ELM is known for its simplicity, short running time and unusual performance. These three maybe the most problematic part in conventional models. MLP or Convolutional Neural Networks (CNNs) are very painful to train. RBM methods are even more painful without proper optimization. However before I write something about ELM, I need to tell my major concerns:

Are there any reasons that major Machine Learning community distanced itself with ELM? This probably a strong word. As I know of, NTU in Singapore invented this method, and they have even their own ELM conference in China. However, we couldn’t find many discussion over this method. And people are not taking so serious with it.
The big doubt of this method is that it’s heavily computing inverse of a square matrix. Well, it’s a product of your cost function’s solution, it’s normal in computing. However, we usually don’t want this in learning algorithm because most inverse computing kit are having limited precision so your performance is also limited. And that is pretty much why we like Gradient Descent.

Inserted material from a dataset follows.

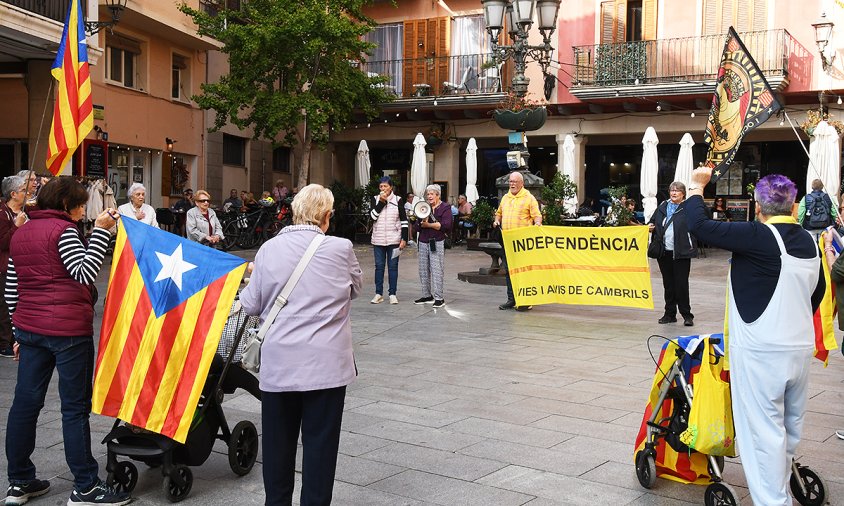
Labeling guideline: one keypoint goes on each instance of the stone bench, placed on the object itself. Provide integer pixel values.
(495, 251)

ELM is designed for SLFNs, therefore, by default, it has only 1 hidden layer. We can use some other ways to make it deep, however, it’s not natural. You need to train the model like a Stacked Auto-encoders using Greedy Layer-wise Training to construct a deeper net.

While I’m writing this note, I received many comments from other researchers’ comments on ELM. I felt that I should list down all the perspectives so that you can have a complete view of this method.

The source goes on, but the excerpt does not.